By Staff Writer Samantha Wahl,

If you’re going by the name, the Cask & Pig sounds like a simple, down-home place. Prepare for a bit of a surprise when you walk in. The dining room has a distinctly modern feel, with some country touches.

A sleek wooden bar, flat-screen TVs, and sports memorabilia on the walls makes for a cool combination of southern charm and downtown-sports bar feel. But I’m pretty sure you aren’t here for a review of the interior design. What about the food?

For your reading pleasure, my test subjects (read: friends) and I decided to try both appetizers and entrees. To start off the night, we ordered the Trash-Can Nachos, Pretzel Sticks, and the poutine. In addition, we received cornbread!

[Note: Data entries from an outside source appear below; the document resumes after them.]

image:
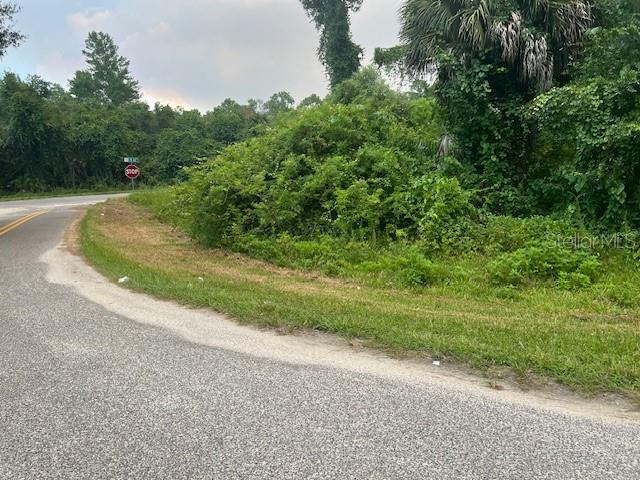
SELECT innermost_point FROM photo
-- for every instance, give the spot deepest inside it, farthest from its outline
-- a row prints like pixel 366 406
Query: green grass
pixel 584 339
pixel 5 197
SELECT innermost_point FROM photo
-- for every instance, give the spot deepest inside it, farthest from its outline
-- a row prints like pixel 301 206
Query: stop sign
pixel 132 171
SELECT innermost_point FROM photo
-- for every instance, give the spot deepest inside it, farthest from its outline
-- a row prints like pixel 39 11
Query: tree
pixel 310 101
pixel 533 37
pixel 340 56
pixel 108 78
pixel 8 36
pixel 278 103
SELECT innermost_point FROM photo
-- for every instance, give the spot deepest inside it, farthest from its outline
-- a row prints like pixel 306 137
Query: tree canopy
pixel 107 78
pixel 337 51
pixel 9 37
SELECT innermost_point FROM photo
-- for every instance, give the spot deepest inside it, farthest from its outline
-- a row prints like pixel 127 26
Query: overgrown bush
pixel 363 171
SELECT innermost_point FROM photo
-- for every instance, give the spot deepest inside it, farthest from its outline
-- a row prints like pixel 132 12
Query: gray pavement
pixel 87 393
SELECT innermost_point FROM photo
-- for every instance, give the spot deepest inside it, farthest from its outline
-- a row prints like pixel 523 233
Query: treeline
pixel 53 138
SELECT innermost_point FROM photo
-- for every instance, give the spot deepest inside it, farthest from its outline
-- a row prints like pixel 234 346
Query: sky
pixel 193 53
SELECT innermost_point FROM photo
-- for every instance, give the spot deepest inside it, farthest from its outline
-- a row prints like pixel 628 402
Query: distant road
pixel 100 383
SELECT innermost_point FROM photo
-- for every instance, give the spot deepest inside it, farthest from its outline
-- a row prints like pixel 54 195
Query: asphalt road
pixel 89 391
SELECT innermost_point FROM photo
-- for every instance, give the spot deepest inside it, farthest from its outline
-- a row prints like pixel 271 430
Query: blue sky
pixel 193 53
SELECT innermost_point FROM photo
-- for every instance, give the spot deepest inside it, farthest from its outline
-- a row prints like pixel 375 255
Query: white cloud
pixel 83 22
pixel 198 52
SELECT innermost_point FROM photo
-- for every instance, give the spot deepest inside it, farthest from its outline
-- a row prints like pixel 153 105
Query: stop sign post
pixel 132 172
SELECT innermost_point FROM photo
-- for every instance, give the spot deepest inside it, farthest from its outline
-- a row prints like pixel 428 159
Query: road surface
pixel 99 383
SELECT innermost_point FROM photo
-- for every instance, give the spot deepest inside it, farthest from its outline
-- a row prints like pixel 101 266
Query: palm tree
pixel 534 36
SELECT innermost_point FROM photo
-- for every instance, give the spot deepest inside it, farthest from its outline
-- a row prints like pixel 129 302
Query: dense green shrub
pixel 363 170
pixel 543 261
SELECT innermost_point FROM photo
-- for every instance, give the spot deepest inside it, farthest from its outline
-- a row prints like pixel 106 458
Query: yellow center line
pixel 20 221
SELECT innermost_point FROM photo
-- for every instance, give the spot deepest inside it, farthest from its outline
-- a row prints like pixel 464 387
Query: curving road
pixel 99 383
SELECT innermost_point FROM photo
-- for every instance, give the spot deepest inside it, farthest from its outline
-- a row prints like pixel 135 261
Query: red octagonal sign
pixel 132 171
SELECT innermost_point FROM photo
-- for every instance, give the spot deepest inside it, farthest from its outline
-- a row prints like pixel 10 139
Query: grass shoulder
pixel 582 340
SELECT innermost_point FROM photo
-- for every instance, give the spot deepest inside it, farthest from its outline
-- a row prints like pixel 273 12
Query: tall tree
pixel 8 36
pixel 337 51
pixel 534 37
pixel 108 78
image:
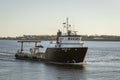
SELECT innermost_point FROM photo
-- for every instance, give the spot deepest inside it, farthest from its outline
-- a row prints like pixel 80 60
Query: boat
pixel 68 48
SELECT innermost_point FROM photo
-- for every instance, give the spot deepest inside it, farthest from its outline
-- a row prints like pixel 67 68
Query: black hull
pixel 66 55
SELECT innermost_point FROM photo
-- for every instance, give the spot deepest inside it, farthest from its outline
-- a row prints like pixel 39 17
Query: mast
pixel 66 25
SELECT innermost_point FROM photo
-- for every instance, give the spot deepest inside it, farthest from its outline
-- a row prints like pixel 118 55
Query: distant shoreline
pixel 53 37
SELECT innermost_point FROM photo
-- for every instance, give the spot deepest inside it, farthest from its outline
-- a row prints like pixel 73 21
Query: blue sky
pixel 45 17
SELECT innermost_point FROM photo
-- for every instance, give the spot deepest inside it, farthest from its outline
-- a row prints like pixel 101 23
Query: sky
pixel 45 17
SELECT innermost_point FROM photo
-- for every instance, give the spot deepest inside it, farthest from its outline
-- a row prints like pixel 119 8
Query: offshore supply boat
pixel 69 48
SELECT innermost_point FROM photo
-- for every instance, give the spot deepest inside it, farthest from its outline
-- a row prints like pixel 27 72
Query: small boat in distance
pixel 67 49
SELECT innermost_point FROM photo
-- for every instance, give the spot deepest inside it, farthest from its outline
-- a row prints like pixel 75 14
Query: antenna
pixel 66 25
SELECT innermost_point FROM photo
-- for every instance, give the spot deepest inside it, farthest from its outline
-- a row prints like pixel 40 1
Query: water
pixel 102 63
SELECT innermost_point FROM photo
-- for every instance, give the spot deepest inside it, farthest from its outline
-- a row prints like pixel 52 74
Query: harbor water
pixel 102 62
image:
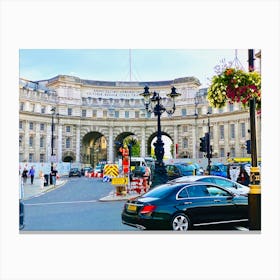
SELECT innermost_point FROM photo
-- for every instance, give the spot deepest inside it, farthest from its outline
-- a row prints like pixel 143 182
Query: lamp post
pixel 53 109
pixel 154 105
pixel 208 148
pixel 254 197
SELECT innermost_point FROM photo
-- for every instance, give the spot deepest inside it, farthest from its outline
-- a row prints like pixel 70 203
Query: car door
pixel 196 203
pixel 223 207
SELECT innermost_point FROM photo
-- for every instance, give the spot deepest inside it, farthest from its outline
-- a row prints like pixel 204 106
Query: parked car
pixel 74 172
pixel 220 181
pixel 88 169
pixel 182 206
pixel 176 170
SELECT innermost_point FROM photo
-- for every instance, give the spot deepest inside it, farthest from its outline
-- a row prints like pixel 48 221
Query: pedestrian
pixel 53 174
pixel 42 179
pixel 24 175
pixel 31 173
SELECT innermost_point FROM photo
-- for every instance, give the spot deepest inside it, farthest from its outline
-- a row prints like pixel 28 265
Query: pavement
pixel 29 191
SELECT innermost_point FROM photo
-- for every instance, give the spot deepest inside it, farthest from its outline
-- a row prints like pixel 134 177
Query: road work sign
pixel 120 181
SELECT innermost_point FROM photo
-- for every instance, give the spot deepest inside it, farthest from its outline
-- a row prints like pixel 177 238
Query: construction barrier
pixel 111 170
pixel 139 185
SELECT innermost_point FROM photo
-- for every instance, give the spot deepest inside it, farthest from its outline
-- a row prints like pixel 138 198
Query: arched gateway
pixel 90 116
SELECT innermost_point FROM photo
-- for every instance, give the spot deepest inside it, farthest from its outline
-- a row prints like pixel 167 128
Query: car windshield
pixel 159 192
pixel 186 167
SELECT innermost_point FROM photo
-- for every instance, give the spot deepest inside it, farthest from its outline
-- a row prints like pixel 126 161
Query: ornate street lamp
pixel 53 109
pixel 153 105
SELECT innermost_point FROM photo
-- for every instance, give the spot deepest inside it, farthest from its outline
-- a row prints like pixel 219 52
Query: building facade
pixel 89 116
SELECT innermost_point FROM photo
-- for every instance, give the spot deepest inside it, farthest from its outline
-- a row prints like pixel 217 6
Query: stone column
pixel 48 143
pixel 110 151
pixel 175 139
pixel 37 142
pixel 78 142
pixel 26 142
pixel 59 144
pixel 143 142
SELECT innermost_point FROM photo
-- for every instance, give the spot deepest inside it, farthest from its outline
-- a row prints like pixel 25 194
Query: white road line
pixel 242 228
pixel 60 202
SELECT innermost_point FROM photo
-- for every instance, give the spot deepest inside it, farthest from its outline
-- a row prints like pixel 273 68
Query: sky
pixel 127 64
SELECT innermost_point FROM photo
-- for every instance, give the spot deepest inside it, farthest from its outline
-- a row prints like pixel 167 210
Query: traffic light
pixel 202 144
pixel 248 146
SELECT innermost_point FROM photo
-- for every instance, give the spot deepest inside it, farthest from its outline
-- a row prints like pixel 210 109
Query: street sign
pixel 120 181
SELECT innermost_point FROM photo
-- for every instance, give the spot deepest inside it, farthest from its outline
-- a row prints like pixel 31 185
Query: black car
pixel 182 206
pixel 217 180
pixel 74 172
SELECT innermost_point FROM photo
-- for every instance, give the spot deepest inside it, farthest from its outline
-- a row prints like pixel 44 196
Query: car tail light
pixel 148 209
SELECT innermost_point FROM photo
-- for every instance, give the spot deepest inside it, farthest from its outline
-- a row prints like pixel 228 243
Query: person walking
pixel 24 175
pixel 31 173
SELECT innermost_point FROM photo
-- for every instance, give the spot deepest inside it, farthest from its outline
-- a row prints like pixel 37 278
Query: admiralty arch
pixel 89 116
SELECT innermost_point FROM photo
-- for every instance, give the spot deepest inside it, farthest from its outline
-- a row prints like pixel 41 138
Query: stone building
pixel 89 116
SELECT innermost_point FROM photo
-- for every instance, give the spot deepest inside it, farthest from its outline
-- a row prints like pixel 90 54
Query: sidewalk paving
pixel 30 191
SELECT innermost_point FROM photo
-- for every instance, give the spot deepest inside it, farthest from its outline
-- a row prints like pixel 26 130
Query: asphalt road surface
pixel 75 207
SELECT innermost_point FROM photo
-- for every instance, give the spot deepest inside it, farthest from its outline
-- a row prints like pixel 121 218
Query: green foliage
pixel 235 85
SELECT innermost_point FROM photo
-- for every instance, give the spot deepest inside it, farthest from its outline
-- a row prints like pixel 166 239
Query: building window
pixel 232 152
pixel 31 157
pixel 222 152
pixel 222 132
pixel 68 128
pixel 42 140
pixel 185 128
pixel 243 133
pixel 31 141
pixel 185 143
pixel 68 143
pixel 20 140
pixel 232 131
pixel 20 157
pixel 42 157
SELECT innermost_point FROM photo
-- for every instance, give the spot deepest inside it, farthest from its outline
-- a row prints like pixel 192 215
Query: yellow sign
pixel 111 170
pixel 120 181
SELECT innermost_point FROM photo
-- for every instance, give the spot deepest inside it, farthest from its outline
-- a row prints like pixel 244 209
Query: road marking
pixel 60 202
pixel 242 228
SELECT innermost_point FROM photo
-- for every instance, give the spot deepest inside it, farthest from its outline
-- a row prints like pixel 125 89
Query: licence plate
pixel 131 207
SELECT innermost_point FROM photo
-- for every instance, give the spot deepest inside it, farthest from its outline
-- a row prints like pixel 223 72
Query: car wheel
pixel 180 222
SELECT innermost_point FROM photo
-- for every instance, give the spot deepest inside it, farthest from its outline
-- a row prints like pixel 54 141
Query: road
pixel 75 207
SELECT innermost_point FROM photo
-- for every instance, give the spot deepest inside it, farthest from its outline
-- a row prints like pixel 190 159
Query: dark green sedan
pixel 182 206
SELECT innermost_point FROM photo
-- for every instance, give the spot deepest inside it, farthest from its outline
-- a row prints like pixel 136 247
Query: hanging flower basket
pixel 234 85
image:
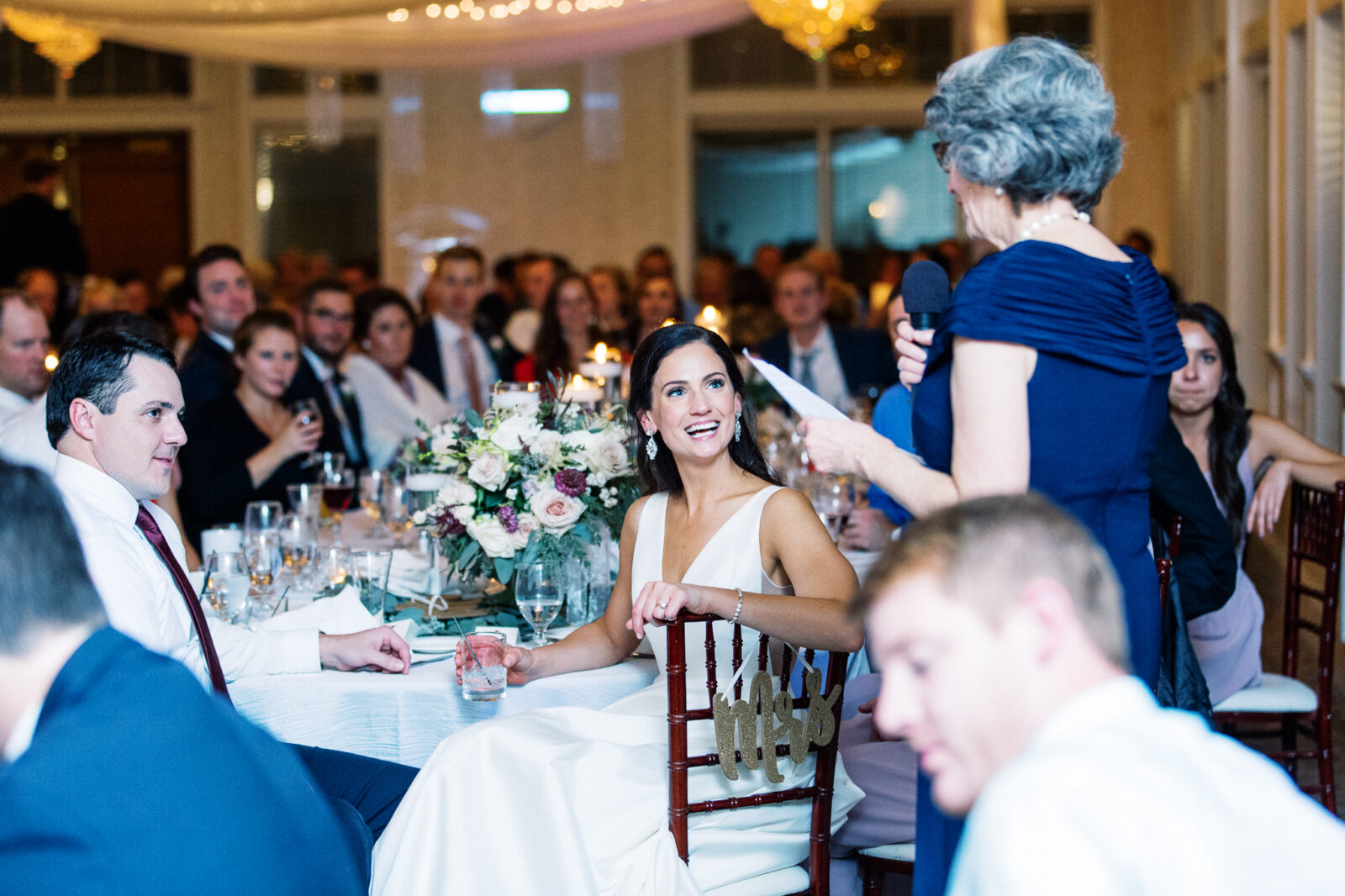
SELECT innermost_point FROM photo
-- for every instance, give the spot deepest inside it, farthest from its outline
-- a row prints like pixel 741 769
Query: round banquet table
pixel 404 717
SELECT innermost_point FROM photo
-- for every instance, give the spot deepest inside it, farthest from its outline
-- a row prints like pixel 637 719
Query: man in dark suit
pixel 836 363
pixel 120 774
pixel 221 298
pixel 451 347
pixel 329 316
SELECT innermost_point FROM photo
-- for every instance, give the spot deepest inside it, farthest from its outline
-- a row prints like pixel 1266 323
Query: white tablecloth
pixel 404 717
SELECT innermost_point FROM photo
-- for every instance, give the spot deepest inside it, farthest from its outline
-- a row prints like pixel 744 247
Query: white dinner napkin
pixel 340 615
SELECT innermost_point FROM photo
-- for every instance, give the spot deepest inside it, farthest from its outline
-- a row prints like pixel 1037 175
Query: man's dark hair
pixel 462 253
pixel 208 256
pixel 322 284
pixel 46 595
pixel 94 369
pixel 37 170
pixel 98 322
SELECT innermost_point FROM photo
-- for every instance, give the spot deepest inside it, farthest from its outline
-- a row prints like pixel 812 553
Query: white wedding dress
pixel 573 801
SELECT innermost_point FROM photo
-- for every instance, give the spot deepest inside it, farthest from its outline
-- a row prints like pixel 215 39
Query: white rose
pixel 607 459
pixel 526 526
pixel 556 510
pixel 548 445
pixel 455 492
pixel 514 432
pixel 493 539
pixel 490 470
pixel 443 441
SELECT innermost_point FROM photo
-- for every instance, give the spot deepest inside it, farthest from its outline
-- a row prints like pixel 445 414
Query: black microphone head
pixel 925 288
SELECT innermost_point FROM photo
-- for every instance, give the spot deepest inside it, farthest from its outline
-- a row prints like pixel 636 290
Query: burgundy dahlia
pixel 571 482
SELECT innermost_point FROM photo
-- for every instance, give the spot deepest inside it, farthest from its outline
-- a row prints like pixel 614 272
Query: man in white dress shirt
pixel 447 349
pixel 113 416
pixel 24 351
pixel 1000 631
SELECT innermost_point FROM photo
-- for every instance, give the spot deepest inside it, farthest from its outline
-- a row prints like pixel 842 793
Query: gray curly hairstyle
pixel 1031 116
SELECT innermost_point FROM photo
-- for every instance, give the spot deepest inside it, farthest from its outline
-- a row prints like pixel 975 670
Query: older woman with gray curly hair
pixel 1049 369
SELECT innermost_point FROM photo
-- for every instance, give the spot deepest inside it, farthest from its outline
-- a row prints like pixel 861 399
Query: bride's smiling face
pixel 693 403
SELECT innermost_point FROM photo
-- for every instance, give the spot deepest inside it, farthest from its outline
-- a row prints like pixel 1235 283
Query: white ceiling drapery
pixel 306 34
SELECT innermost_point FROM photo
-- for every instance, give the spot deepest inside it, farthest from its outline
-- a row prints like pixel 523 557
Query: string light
pixel 479 10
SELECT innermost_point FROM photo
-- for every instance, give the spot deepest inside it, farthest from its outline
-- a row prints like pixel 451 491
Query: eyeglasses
pixel 941 154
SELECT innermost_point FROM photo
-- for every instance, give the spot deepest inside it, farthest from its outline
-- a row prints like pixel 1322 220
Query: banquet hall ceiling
pixel 362 34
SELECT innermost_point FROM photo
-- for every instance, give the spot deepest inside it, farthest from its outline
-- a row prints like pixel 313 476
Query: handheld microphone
pixel 925 288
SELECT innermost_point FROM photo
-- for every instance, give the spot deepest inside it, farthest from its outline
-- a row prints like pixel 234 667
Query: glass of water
pixel 372 569
pixel 228 584
pixel 538 593
pixel 483 667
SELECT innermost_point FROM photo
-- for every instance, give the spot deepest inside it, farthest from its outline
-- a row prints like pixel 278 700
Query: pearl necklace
pixel 1046 219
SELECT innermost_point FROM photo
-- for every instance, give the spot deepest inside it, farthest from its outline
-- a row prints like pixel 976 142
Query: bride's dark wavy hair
pixel 661 474
pixel 1228 430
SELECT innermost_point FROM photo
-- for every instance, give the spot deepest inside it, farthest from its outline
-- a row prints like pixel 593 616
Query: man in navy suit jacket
pixel 836 363
pixel 120 774
pixel 221 296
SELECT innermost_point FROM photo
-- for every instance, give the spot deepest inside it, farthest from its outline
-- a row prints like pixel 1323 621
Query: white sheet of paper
pixel 804 400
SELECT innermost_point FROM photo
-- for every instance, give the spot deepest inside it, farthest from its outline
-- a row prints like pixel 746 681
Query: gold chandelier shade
pixel 815 26
pixel 62 44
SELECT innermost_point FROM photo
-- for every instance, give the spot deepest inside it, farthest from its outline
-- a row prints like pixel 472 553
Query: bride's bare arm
pixel 603 642
pixel 794 539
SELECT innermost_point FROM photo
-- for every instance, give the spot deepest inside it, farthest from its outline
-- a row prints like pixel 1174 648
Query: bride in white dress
pixel 573 801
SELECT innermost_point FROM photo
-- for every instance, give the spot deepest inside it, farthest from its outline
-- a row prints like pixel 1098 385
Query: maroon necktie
pixel 198 619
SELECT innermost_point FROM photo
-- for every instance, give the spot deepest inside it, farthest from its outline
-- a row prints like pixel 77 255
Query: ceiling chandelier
pixel 815 26
pixel 64 45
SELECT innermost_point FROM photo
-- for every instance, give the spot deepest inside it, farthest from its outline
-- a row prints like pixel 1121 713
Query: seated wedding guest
pixel 44 288
pixel 111 748
pixel 396 398
pixel 611 289
pixel 1000 630
pixel 582 795
pixel 535 275
pixel 568 333
pixel 767 260
pixel 249 443
pixel 834 363
pixel 842 298
pixel 24 351
pixel 219 295
pixel 113 416
pixel 1230 441
pixel 872 528
pixel 657 300
pixel 752 316
pixel 448 349
pixel 327 320
pixel 358 275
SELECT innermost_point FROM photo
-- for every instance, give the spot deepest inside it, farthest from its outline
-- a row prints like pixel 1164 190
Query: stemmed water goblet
pixel 538 593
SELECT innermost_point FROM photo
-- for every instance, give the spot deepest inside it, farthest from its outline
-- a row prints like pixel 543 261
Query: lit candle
pixel 582 392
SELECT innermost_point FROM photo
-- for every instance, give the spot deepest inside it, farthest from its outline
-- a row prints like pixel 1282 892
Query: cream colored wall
pixel 538 187
pixel 1134 53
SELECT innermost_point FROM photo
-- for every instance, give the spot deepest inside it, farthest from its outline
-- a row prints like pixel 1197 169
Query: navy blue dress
pixel 1106 342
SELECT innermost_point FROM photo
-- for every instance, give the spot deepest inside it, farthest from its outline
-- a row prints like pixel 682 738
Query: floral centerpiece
pixel 526 485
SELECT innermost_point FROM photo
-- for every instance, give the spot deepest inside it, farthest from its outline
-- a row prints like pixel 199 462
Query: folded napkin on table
pixel 340 615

It comes out at the beginning of the meal, the way dinner rolls do at other restaurants. The highlight of the appetizer course was definitely the nachos; we were surprised to find that they actually do serve them inside of a metal cylinder. So, the “trashcan” part of the name is not a metaphor. The Pretzel Sticks were good, but came with a thin, bland cheese sauce that no one at the table ended up liking very much. However, the server ended up bringing us some of the cheese sauce they use on the nachos, and that was much better for dipping the pretzels in. There were no complaints about the poutine, but it didn’t get finished, either. Most of our attention was lavished on the glorious trash-can nachos.

For the main course, I tried the beef brisket. When I tasted it, the southern theme of the Cask & Pig made a lot of sense: it turns out that these people barbeque meat very well.

The brisket cut with a fork and was moist without being too saucy. Portions were generous; I ended up taking enough brisket home to have lunch covered for the next day. (In the spirit of full disclosure, I may have filled up a bit on garbage nachos.)

The sides that came with it- I had chosen macaroni and cheese as well as a sweet-potato mash- were creamy and appealing. I ended up taking those home, too. The whole meal was served on a rustic metal tray, which added to the casual, down-home ambience.

Fun fact: on a past visit, I had also tried the chicken and waffles. It’s a bit of an “out there” thing to order at a barbeque restaurant, but the Cask and Pig does it well. The amount of crunchiness in the chicken compared with the soft sweetness of the waffle was perfect. Fried chicken and good barbeque? The Cask and Pig definitely earns its country cred.

As far as price, the Cask and Pig fits into the “splurge” category for most college students; my brisket meal cost $15, and it would have been $22 had I ordered a full pound of meat.

It’s possible to go a little lower- a good old hamburger will set you back $12, and my beloved trash-can nachos cost $11. Still, I think of the Cask and Pig as more of an occasional treat.

It’s a good choice for a laid-back date night, or just for a particularly passionate baby-back rib craving.